Skip the Website Visit
With E commerce or any type of product sale for that matter, it’s obviously critical that you get the right eye balls on your website at the right time. I mean that’s what advertising is all about in a nutshell. But what if that wasn’t necessary?
As 2018 draws to a close, we need to be mindful of what we’re all racing towards. Racing being the keyword. Speed. We want speed in everything we do. As little resistance as is physically possible to what we want. Speed in page loading. Speed in checkout (I’m looking at you Amazon). Speed in the acquisition of required information. Why will Alexa and Google Home rule the day? Because it’s easier to just speak than to grab out my phone and type.

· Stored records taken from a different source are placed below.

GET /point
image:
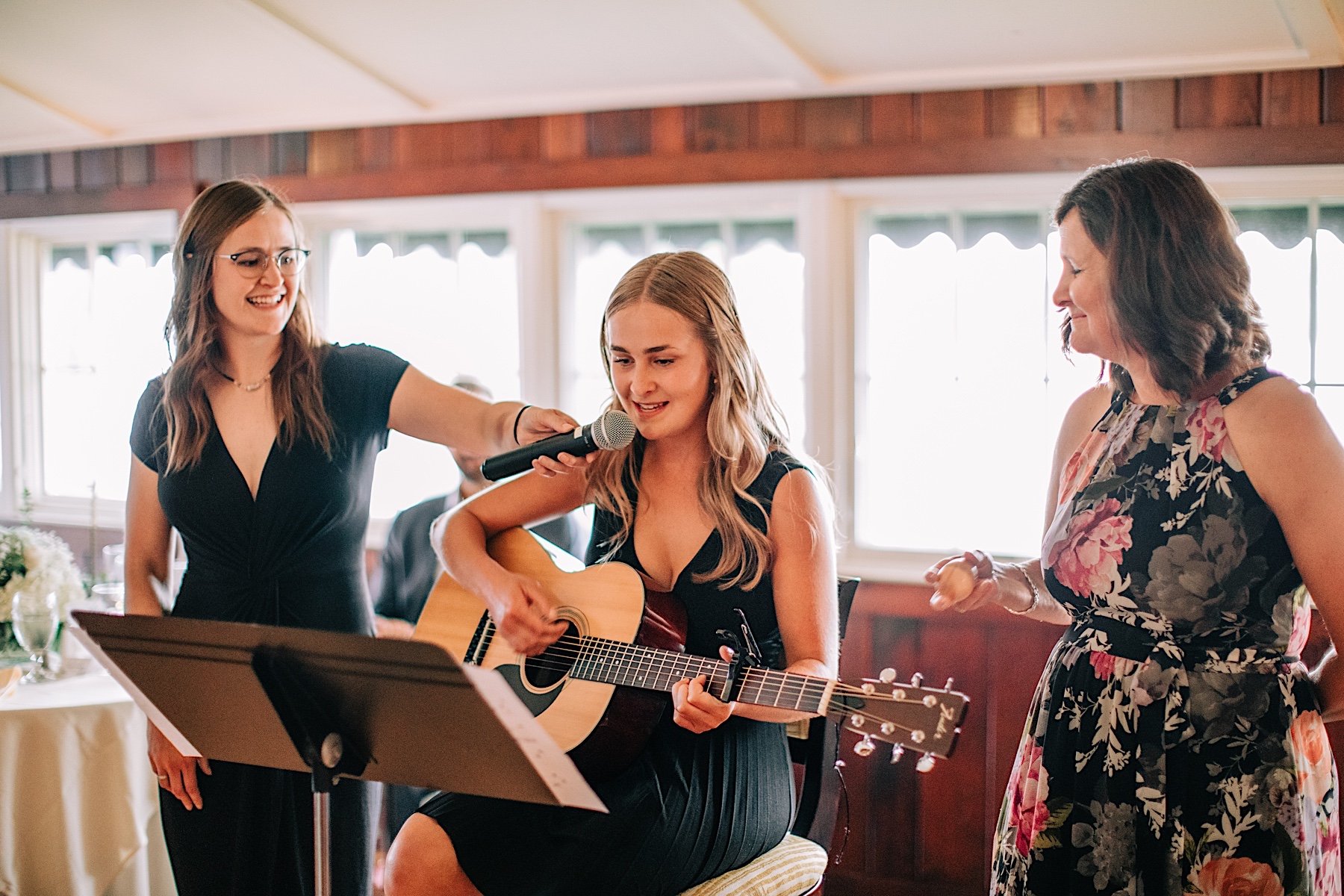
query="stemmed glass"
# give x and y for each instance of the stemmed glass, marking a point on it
(34, 618)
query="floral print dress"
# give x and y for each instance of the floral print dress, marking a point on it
(1175, 743)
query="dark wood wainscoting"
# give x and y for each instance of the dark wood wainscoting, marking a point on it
(932, 833)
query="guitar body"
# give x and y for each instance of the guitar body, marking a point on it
(600, 689)
(603, 727)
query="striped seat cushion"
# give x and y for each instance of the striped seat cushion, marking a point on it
(792, 868)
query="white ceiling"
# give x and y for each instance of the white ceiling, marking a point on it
(84, 73)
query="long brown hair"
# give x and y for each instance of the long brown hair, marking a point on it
(745, 423)
(1179, 284)
(193, 331)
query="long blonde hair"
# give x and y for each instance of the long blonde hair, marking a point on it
(745, 423)
(193, 331)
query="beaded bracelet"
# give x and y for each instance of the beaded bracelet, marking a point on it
(1031, 586)
(517, 422)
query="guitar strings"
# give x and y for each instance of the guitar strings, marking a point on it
(656, 662)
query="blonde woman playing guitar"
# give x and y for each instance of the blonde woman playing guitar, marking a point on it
(709, 505)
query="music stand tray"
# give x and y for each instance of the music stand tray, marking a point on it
(335, 706)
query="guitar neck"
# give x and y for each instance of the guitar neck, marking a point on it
(638, 667)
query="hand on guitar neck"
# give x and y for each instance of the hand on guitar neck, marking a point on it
(695, 709)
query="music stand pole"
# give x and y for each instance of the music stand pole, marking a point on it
(334, 706)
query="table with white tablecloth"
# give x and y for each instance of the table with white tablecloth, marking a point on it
(78, 801)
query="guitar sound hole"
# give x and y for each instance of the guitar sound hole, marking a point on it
(547, 669)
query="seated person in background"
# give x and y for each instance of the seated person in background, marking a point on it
(707, 504)
(410, 568)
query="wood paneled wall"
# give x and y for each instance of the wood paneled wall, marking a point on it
(910, 833)
(1266, 119)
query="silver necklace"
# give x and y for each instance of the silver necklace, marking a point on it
(246, 388)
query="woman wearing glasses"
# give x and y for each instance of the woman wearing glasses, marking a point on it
(258, 447)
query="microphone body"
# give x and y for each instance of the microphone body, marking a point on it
(611, 432)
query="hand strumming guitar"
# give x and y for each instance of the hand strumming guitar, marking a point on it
(524, 612)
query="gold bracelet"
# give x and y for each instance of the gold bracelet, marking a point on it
(1031, 586)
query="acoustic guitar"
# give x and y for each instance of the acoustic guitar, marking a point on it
(597, 689)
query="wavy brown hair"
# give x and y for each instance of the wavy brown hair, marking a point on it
(745, 423)
(1179, 284)
(194, 321)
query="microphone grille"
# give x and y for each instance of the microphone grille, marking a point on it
(613, 430)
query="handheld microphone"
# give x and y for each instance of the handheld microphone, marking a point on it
(608, 433)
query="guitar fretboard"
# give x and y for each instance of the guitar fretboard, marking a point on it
(638, 667)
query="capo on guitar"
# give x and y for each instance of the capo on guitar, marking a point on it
(746, 655)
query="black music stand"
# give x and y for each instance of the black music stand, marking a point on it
(335, 706)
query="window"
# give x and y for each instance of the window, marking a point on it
(89, 343)
(447, 301)
(903, 324)
(1297, 276)
(960, 382)
(761, 260)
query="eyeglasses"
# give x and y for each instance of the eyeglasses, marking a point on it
(253, 264)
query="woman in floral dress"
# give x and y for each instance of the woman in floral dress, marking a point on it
(1176, 743)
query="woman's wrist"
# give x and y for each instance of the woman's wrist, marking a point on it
(517, 421)
(1031, 591)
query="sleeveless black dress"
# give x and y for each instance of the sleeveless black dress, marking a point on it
(292, 556)
(691, 806)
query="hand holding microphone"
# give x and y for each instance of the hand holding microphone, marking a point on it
(608, 433)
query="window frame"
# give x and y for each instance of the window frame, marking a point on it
(831, 234)
(23, 243)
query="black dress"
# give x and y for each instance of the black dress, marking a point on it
(292, 556)
(691, 806)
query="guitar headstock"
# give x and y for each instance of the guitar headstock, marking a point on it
(907, 716)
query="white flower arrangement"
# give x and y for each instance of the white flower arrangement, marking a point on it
(40, 561)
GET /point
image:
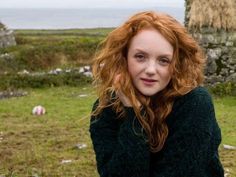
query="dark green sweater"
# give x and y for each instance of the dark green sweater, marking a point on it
(190, 150)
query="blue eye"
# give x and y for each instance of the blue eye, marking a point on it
(139, 57)
(164, 61)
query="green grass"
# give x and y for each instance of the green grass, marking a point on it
(36, 145)
(38, 50)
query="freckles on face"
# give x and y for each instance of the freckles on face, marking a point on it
(149, 57)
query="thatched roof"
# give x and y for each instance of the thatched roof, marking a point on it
(219, 14)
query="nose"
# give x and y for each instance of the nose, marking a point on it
(150, 67)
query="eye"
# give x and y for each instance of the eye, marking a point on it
(164, 61)
(139, 56)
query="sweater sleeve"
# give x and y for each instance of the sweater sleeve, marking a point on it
(120, 148)
(192, 141)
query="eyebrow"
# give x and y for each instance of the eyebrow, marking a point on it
(162, 55)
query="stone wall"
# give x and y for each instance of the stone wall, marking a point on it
(6, 37)
(220, 50)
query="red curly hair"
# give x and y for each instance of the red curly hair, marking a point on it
(186, 68)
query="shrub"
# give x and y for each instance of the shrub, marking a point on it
(223, 89)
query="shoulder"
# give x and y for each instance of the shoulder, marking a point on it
(198, 97)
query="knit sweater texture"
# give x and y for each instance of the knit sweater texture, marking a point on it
(190, 150)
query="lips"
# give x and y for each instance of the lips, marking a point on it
(148, 82)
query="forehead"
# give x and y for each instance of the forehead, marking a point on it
(151, 40)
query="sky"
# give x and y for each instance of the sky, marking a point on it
(89, 3)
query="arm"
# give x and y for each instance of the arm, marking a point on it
(120, 151)
(192, 141)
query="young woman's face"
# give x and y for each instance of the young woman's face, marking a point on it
(149, 58)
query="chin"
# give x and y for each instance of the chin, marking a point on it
(148, 93)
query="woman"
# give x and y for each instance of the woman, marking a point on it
(152, 117)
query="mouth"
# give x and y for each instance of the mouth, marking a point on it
(148, 81)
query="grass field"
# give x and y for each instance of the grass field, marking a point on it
(37, 146)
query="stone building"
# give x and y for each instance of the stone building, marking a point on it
(6, 37)
(213, 24)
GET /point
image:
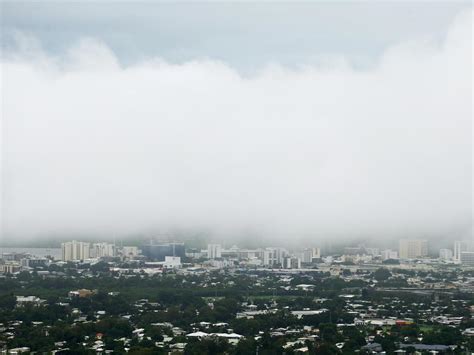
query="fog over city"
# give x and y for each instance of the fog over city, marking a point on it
(95, 146)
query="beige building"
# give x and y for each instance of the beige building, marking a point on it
(75, 250)
(413, 248)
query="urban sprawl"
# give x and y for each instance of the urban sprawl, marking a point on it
(169, 298)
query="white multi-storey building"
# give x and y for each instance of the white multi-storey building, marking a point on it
(75, 250)
(214, 251)
(467, 258)
(102, 250)
(459, 247)
(389, 254)
(445, 254)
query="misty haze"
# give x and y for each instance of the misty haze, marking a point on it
(252, 169)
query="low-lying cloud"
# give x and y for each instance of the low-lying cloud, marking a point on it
(92, 147)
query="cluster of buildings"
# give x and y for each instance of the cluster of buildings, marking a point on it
(166, 255)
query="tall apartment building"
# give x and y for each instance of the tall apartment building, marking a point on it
(75, 250)
(214, 251)
(309, 254)
(467, 258)
(101, 250)
(445, 254)
(413, 248)
(274, 256)
(460, 246)
(389, 254)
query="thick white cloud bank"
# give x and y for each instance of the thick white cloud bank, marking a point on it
(93, 147)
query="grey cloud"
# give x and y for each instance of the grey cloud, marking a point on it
(91, 146)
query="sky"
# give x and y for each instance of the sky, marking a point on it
(287, 121)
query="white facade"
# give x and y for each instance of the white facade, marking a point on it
(75, 251)
(413, 248)
(308, 255)
(129, 252)
(101, 250)
(467, 258)
(459, 247)
(214, 251)
(274, 256)
(445, 254)
(172, 262)
(389, 254)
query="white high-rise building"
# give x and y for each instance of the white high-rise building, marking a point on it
(75, 250)
(445, 254)
(309, 254)
(101, 250)
(467, 258)
(459, 247)
(274, 256)
(214, 251)
(389, 254)
(413, 248)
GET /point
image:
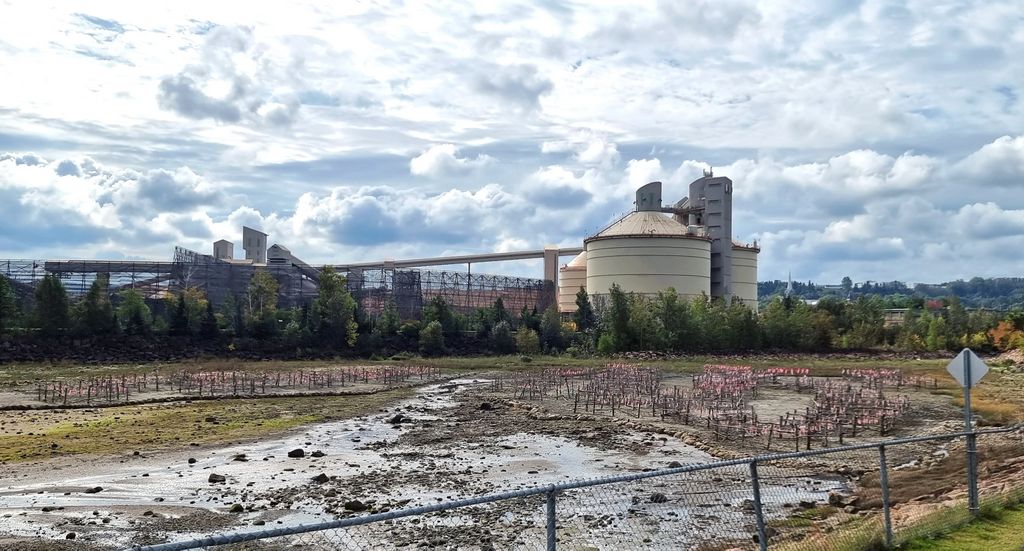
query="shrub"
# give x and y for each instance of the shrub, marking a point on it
(527, 341)
(432, 339)
(501, 338)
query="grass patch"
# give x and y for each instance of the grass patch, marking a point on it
(146, 428)
(996, 530)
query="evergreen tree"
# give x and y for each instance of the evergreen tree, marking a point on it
(619, 319)
(501, 338)
(551, 330)
(51, 306)
(499, 313)
(178, 325)
(674, 320)
(8, 308)
(432, 339)
(261, 304)
(94, 315)
(333, 312)
(584, 316)
(208, 329)
(389, 322)
(528, 319)
(936, 339)
(644, 328)
(527, 341)
(134, 313)
(438, 310)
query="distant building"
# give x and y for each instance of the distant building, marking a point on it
(223, 250)
(254, 243)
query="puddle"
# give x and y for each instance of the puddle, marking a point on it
(169, 484)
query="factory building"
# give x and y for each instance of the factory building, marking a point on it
(687, 247)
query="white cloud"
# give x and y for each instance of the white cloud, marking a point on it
(443, 160)
(528, 124)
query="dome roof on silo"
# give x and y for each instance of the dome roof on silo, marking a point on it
(579, 262)
(643, 223)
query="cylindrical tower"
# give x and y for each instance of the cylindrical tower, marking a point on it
(647, 252)
(744, 273)
(570, 278)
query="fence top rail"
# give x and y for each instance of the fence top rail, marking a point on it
(525, 493)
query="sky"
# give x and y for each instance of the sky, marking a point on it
(881, 140)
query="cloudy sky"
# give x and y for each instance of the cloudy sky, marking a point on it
(877, 139)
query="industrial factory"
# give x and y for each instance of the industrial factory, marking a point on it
(686, 246)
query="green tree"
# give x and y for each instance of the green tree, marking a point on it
(333, 312)
(528, 319)
(8, 308)
(866, 322)
(134, 313)
(432, 339)
(956, 322)
(937, 331)
(584, 316)
(499, 313)
(51, 306)
(619, 319)
(674, 320)
(178, 325)
(388, 323)
(527, 341)
(261, 304)
(551, 330)
(644, 328)
(208, 328)
(747, 328)
(438, 310)
(94, 314)
(501, 338)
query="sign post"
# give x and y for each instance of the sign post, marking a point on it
(968, 369)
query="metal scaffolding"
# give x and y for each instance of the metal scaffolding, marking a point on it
(298, 283)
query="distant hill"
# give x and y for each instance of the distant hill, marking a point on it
(996, 293)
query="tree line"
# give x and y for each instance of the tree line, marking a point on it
(621, 322)
(995, 293)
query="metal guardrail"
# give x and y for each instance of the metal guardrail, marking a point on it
(551, 494)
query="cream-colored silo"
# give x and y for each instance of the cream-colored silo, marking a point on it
(570, 278)
(647, 252)
(744, 274)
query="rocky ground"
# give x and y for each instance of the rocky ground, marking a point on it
(461, 439)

So through the lens of the reality of where we are as a society, we need to be mindful of how important website visits actually are to our end goal. I’ll give you an example. Suppose a social agency with clients in their late teens and early twenties. They have a nice website and they do Facebook and Instagram and Google advertising and all that good stuff that proper entities should be doing. The ultimate goal is to get a client visit in the hopes of a desired client outcome. But the interesting thing here is that the desired outcome isn’t necessarily dependent on the client visit. We would like to believe it is, but the uptake of the information is really what’s required, whether that’s through the staff at the agency during a visit, or simply compelling media delivered digitally.
Let me give you a scenario. Through Google Ads a prospective client searches a keyword and hits the website. For whatever reason, said user exits the website without taking action. Sure it stinks but that’s reality. However, we’re still left with some pieces to work with. First, if that user saw our keyword and clicked on our ad, they’ve just shown us they’re in-market for the service being offered. Second, if we have Facebook Pixel and Google Remarketing tag set up, we now have a means to reach them. The traditional path would be to show them ads to get them back on the website for another crack at closing the sale. If we’re being stone-cold about what we really need for the outcome, and what’s needed is the desired decision, not the desired decision via the in-office visit via the website contact form, why send them back to the website at all? It’s just more speed bumps. Why not use the media to educate them on the desired outcome? 15 second videos and similar? Youtube recently launched a video sequencing option on the Google Ads platform. Supposing the aforementioned scenario, what if we created a 4-part video series that paralleled the “in office” experience. Sure it would lose the human touch, but it would drastically expand in reach! And all to that in-market audience we might have never had a shot at.
It’s almost 2019. As marketers let’s behave like it.